My mom says I shouldn't be surprised. Like the apple that doesn't fall from the tree, she's kept us on our toes from the get. Some might call it spirited. We affectionately call it fierceness.

Even though we only had a lengthy list of boy names, when we found out we were pregnant with a baby girl, we were stoked. Harper Asbury~Would be her name.

Despite our firstborn baby having hearing loss and all that had meant, the idea of having another child, who probably would be born hearing, had us on cloud-9. Mind you; I never studied statistics. 1:4 seemed like good odds to me. I chose to gloss right over it.

Whatever we were dealt, I told (convinced) myself, we could and would deal with. We would wait until her birth and go from there.

Then.

Three days before our baby Battle's cochlear implant surgery, while four months pregnant with the Bean, we got the call. The routine quad screening came back; it suggested a high probability of Downs Syndrome. Naively, we hadn't even worried what the testing was for.

It was routine, after all.

We decided not to wait. Having had one child born with special needs, and dealing with it weeks after his birth (at an extremely vulnerable time), was... um... tough. We wanted to know. Then, we could prepare for what it might mean.

The silver lining. Now, opting for an amniocentesis, we could also get the genetic testing needed to check for the syndrome that caused the hearing loss in our son.

Easy~peasy.

We would have peace of mind that this baby would be born with hearing.

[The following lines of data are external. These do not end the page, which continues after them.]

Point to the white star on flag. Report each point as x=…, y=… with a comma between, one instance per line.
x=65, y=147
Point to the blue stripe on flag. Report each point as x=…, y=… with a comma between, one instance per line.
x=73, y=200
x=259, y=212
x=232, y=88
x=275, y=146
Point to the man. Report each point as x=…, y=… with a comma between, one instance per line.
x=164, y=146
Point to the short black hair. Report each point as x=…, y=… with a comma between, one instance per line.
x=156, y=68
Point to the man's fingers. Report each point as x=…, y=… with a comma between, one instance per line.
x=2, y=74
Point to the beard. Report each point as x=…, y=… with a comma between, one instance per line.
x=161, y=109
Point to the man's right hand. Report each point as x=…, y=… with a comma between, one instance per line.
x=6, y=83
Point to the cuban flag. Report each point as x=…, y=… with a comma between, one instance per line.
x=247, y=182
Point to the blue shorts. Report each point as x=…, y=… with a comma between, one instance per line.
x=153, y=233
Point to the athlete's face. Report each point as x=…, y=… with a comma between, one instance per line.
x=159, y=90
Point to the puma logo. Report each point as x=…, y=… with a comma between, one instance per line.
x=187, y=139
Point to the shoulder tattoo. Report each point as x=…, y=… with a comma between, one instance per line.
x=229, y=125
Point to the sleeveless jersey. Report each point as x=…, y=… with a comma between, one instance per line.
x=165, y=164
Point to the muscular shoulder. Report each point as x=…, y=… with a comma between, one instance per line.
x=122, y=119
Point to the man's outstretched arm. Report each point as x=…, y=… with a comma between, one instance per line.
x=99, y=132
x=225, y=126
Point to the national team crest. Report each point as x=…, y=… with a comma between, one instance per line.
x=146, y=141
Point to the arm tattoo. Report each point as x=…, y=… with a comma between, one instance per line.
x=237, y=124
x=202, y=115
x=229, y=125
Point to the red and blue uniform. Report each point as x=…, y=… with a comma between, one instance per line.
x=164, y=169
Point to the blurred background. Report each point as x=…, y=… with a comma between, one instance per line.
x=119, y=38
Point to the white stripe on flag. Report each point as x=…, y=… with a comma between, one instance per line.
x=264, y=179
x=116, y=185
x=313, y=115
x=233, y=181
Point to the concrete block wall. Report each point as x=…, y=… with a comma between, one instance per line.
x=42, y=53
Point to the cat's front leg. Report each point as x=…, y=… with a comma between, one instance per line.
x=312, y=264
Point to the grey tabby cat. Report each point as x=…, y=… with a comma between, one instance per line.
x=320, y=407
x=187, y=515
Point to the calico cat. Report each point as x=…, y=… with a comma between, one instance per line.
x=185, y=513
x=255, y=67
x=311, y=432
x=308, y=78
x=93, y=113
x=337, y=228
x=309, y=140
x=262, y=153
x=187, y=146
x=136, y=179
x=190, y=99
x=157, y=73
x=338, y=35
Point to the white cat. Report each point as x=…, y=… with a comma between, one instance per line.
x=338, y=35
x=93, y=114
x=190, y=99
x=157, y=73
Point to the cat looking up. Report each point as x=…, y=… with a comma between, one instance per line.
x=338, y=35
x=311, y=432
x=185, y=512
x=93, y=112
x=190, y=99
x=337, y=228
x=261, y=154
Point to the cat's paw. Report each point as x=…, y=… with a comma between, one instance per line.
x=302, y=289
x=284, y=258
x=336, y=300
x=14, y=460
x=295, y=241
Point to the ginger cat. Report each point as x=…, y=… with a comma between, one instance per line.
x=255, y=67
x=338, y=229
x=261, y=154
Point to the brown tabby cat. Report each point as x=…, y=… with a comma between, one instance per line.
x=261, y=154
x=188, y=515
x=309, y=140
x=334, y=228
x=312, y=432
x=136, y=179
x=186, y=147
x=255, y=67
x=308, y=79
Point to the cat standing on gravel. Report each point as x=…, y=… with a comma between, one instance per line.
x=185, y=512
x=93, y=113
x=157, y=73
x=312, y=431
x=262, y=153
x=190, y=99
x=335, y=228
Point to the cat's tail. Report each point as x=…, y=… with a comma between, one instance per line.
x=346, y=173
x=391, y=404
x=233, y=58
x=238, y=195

I don't even remember the procedure. I suspect I was too overwhelmed to comprehend it all.

Our unborn child did not have Down Syndrome.

The genetic testing for the other would take longer.

Too distracted even to think twice...did she or didn't she have hearing loss?

Then it came. Driving the hour ride, ironically, returning from auditory verbal therapy with my newly implanted toddler.

"Can you schedule a time to come in for the results," the softly spoken genetics expert asked? I pulled over. Sitting in a parking lot: "JUST. TELL. ME!"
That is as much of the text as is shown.